Methods: A retrospective, single-institution cohort study was conducted in EC and CC patients treated with IO between 2017 and 2023. Patients were categorized by recurrence site: (1) within the radiated field, (2) both in and out of the radiated field, and (3) outside the radiated field. Descriptive and univariate analyses were performed. Progression-free survival (PFS) was defined from IO initiation to progression or death, and overall survival (OS) from diagnosis to death. Kaplan-Meier methods assessed survival.

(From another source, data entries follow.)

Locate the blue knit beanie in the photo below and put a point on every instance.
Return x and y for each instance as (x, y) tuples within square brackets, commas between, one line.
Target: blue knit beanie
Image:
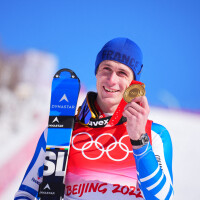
[(124, 51)]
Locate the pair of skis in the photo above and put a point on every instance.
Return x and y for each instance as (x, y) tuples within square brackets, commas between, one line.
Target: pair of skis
[(64, 96)]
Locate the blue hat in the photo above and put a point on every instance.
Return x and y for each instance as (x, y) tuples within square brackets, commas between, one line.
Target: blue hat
[(124, 51)]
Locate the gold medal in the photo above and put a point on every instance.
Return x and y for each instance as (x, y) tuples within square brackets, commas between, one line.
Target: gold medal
[(134, 90)]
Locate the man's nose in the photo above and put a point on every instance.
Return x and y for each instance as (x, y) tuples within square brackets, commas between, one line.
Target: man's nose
[(113, 78)]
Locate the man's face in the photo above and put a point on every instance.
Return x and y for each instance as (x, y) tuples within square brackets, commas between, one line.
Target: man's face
[(112, 80)]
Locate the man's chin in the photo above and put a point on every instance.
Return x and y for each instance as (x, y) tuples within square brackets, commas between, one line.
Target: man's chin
[(110, 102)]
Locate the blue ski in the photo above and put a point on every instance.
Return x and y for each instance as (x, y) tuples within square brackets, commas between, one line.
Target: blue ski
[(64, 96)]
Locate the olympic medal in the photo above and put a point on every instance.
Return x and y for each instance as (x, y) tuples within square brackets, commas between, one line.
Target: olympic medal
[(133, 91)]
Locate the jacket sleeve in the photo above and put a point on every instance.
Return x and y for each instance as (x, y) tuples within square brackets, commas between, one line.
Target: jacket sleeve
[(154, 165), (33, 177)]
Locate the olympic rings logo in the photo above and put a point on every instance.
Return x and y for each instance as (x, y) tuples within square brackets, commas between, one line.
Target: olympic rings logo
[(99, 146)]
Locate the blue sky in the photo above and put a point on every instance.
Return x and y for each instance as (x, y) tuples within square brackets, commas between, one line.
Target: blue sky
[(168, 32)]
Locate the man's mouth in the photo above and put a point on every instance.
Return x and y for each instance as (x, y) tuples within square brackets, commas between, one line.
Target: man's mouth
[(110, 90)]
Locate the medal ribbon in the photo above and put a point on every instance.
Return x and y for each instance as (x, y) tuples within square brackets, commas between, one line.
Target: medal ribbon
[(118, 113)]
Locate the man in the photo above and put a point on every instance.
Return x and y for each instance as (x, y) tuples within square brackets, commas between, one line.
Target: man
[(128, 159)]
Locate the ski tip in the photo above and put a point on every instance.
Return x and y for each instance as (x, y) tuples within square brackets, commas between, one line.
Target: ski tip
[(66, 73)]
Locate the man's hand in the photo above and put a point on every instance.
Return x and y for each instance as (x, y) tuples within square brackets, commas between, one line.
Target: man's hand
[(136, 112)]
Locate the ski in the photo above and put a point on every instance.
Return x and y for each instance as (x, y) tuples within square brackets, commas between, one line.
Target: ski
[(64, 95)]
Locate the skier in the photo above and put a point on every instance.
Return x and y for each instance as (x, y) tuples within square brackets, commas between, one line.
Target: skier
[(131, 159)]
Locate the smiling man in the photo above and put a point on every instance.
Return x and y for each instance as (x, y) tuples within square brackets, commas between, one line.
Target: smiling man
[(131, 159)]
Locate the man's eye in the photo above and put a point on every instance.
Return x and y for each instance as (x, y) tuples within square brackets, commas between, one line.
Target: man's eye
[(123, 73), (106, 68)]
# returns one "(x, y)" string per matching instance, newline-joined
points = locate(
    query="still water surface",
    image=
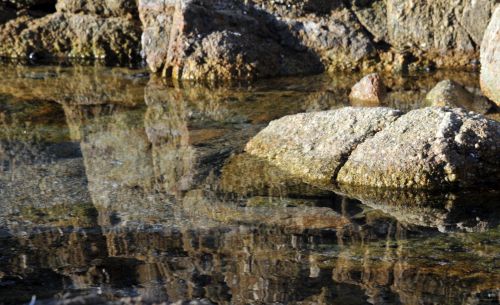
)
(117, 188)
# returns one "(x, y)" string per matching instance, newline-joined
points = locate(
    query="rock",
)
(223, 40)
(32, 4)
(451, 94)
(490, 59)
(70, 35)
(428, 148)
(315, 145)
(106, 8)
(370, 90)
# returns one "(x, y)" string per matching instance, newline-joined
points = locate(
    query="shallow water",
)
(116, 188)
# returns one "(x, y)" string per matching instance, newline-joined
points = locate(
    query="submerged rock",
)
(428, 148)
(425, 149)
(315, 145)
(370, 89)
(451, 94)
(490, 59)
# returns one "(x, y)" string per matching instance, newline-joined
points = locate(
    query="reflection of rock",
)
(248, 175)
(460, 211)
(315, 145)
(255, 265)
(490, 59)
(74, 85)
(451, 94)
(42, 178)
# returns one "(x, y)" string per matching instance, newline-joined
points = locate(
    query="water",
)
(118, 188)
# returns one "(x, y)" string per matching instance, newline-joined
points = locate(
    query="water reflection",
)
(116, 188)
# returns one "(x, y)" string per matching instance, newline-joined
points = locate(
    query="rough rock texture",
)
(428, 148)
(239, 39)
(490, 59)
(80, 29)
(108, 8)
(219, 40)
(370, 89)
(315, 145)
(451, 94)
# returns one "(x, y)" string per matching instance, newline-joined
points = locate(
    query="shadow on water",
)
(118, 189)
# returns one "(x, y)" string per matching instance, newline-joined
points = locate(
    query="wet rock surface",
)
(451, 94)
(490, 59)
(426, 148)
(145, 197)
(315, 145)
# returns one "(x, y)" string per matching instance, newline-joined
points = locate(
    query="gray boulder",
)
(426, 149)
(434, 147)
(315, 145)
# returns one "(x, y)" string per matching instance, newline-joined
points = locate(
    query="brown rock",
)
(369, 90)
(490, 59)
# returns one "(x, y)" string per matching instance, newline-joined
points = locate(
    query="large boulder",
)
(315, 145)
(222, 40)
(490, 59)
(428, 148)
(108, 8)
(61, 35)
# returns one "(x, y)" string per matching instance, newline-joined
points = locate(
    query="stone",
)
(451, 94)
(223, 40)
(370, 89)
(314, 145)
(490, 59)
(106, 8)
(429, 148)
(62, 35)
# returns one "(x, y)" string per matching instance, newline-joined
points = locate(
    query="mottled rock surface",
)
(451, 94)
(237, 39)
(219, 40)
(315, 145)
(108, 30)
(428, 148)
(490, 59)
(370, 89)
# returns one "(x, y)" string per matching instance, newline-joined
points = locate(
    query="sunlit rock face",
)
(108, 30)
(429, 148)
(490, 59)
(205, 40)
(125, 197)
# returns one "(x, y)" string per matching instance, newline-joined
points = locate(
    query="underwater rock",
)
(490, 59)
(451, 94)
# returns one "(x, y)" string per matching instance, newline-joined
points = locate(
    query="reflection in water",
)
(130, 191)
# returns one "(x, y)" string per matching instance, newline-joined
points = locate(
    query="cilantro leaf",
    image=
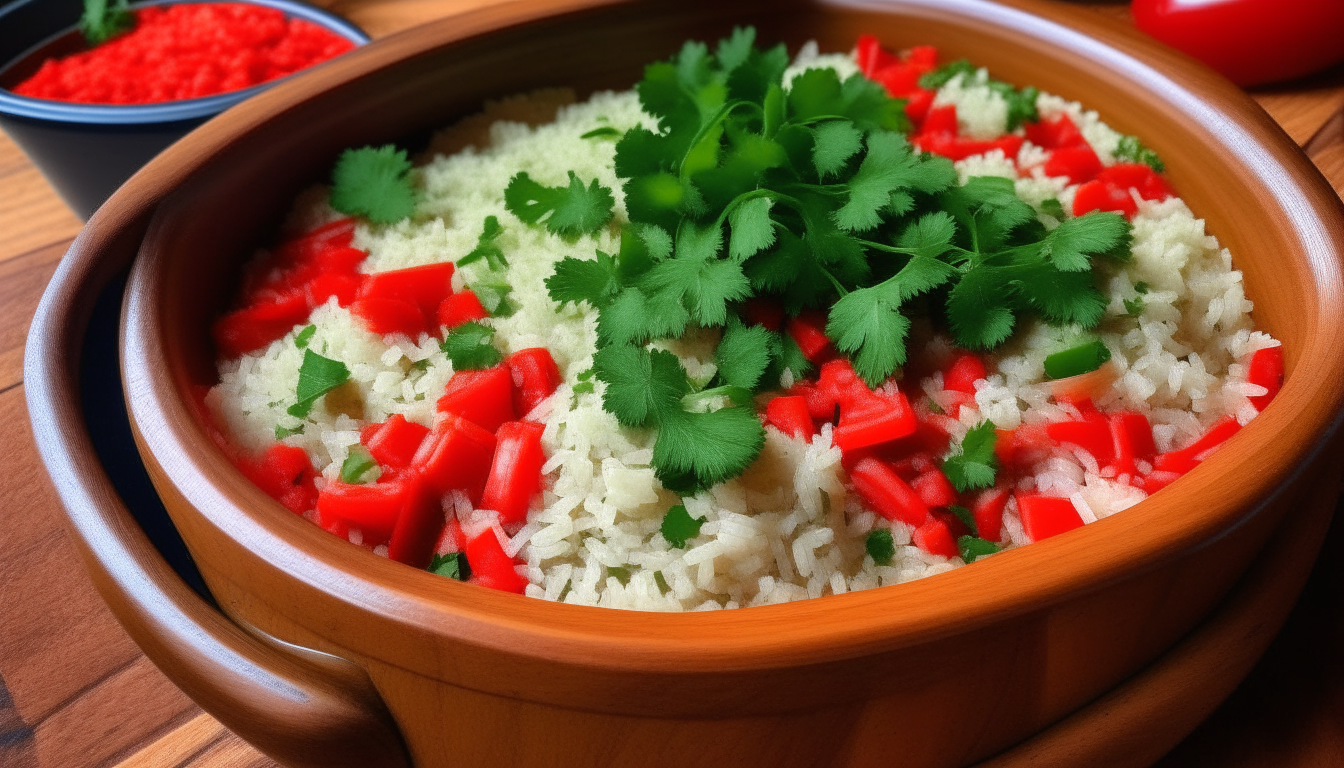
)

Results: Seventy-four patients with EC and 59 with CC were included. In EC, 12% recurred within the radiated field, 32% both in and out, and 55% outside. In CC, 20% recurred within the radiated field, 44% both in and out, and 36% outside. Complete response rates (CRR) and survival outcomes were similar across groups. For EC, CRRs were 44.4%, 20.8%, and 25.6% (p = 0.58) with median PFS of 86.5, 9.7, and 6.8 months, respectively. For CC, CRRs were 16.7%, 24%, and 10% (p = 0.31) with median PFS of 12.2, 4.6, and 3.4 months.
Conclusions: IO response and survival outcomes did not differ by recurrence location relative to prior radiation fields in recurrent EC or CC.
Keywords: Cervical cancer; Endometrial cancer; Immune checkpoint inhibitors; Immunotherapy; Radiated field recurrence; Radiation therapy.